- Occupations: Professor of Psychology and Neuroscience
- Awards: 2012 Presidential Early Career Award for Scientists and Engineers; 2015 National Academy of Sciences Troland Research Award;

Academic background
- Alma mater: Tel-Aviv University; Hebrew University of Jerusalem

Academic work
- Institutions: Princeton University

= Yael Niv =

Neuroscientist

Yael Niv (Hebrew: יעל ניב) is a neuroscientist who studies human and animal reinforcement learning and decision making. She is Professor of Psychology and Neuroscience at Princeton University. Niv is known for her research contributions and for her visible advocacy work fighting against gender bias in neuroscience. Niv is founder of biaswatchneuro.com, a website that tracks statistics in an effort to combat sexism in science.

Niv was the recipient of the 2015 National Academy of Sciences Troland Research Award, and the 2012 Presidential Early Career Award for Scientists and Engineers. She was a recipient of an Alfred P. Sloan Research Fellowship in 2010 and an Ellison Medical Foundation Scholar in 2011.

== Biography ==
Niv completed a Master of Arts degree at Tel-Aviv University in 2001. Her Master's thesis, was supervised by Daphna Joel and Eytan Ruppin and titled Evolution of Reinforcement Learning in Uncertain Environments. Niv received a Ph.D in Neuroscience at the Hebrew University of Jerusalem in 2008, where she worked under the supervision of Peter Dayan on studies of behavioral control. Her dissertation was titled The Effects of Motivation on Habitual Instrumental Behavior.

After a post-doctoral fellowship at Princeton, Niv joined the faculty of the Princeton Neuroscience Institute and Psychology Department in 2008.

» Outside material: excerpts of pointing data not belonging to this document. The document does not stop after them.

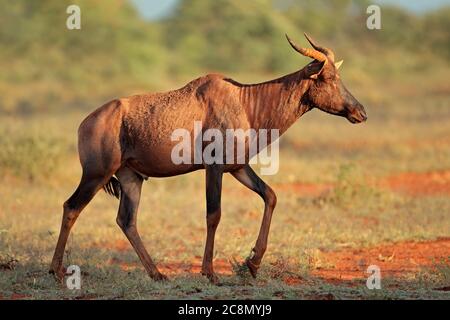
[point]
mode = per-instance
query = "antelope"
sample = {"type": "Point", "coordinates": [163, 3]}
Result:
{"type": "Point", "coordinates": [127, 140]}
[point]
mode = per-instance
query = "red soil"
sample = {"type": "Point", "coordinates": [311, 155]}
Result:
{"type": "Point", "coordinates": [395, 260]}
{"type": "Point", "coordinates": [417, 184]}
{"type": "Point", "coordinates": [410, 183]}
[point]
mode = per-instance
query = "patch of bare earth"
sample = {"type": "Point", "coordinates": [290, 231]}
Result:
{"type": "Point", "coordinates": [429, 183]}
{"type": "Point", "coordinates": [395, 260]}
{"type": "Point", "coordinates": [410, 183]}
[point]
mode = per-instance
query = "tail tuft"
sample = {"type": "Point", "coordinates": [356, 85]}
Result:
{"type": "Point", "coordinates": [113, 187]}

Niv investigates the neural and computational processes underlying reinforcement learning—the ongoing day-to-day processes by which we learn from trial and error to maximize reward and minimize punishment. She studies signals in the brain that may reflect dual-control mechanisms underlying decision making, including an attention system in the prefrontal cortex and a reinforcement learning system in the basal ganglia. Niv is interested in normative explanations of behavior and in developing neurocognitive models that offer principled explanations of brain mechanisms and their underlying computational algorithms. She asks in what sense, if at all, neurocomputational algorithms yield optimal decisions. From her perspective, the main goal of computational neuroscience is not to simulate the system, but rather to understand what higher-level computations are instantiated in the brain, and the functionality of these neural computations.

== Representative publications ==
- Niv, Y. (2009). Reinforcement learning in the brain. Journal of Mathematical Psychology, 53(3), 139-154.
- Niv, Y. (2019). Learning task-state representations. Nature Neuroscience, 22(10), 1544–1553.
- Niv, Y. (2021). The primacy of behavioral research for understanding the brain. Behavioral Neuroscience, 135(5), 601–609.
- Niv, Y., Daniel, R., Geana, A., Gershman, S., Leong, Y. C., Radulescu, A., & Wilson, R. (2015). Reinforcement learning in multidimensional environments relies on attention mechanisms. Journal of Neuroscience, 35(21), 8145–8157.
- Niv, Y., Daw, N. D., Joel, D., & Dayan, P. (2007). Tonic dopamine: opportunity costs and the control of response vigor. Psychopharmacology, 191(3), 507-520.
- Niv, Y., Edlund, J. A., Dayan, P., & O'Doherty, J. P. (2012). Neural prediction errors reveal a risk-sensitive reinforcement-learning process in the human brain. Journal of Neuroscience, 32(2), 551-562.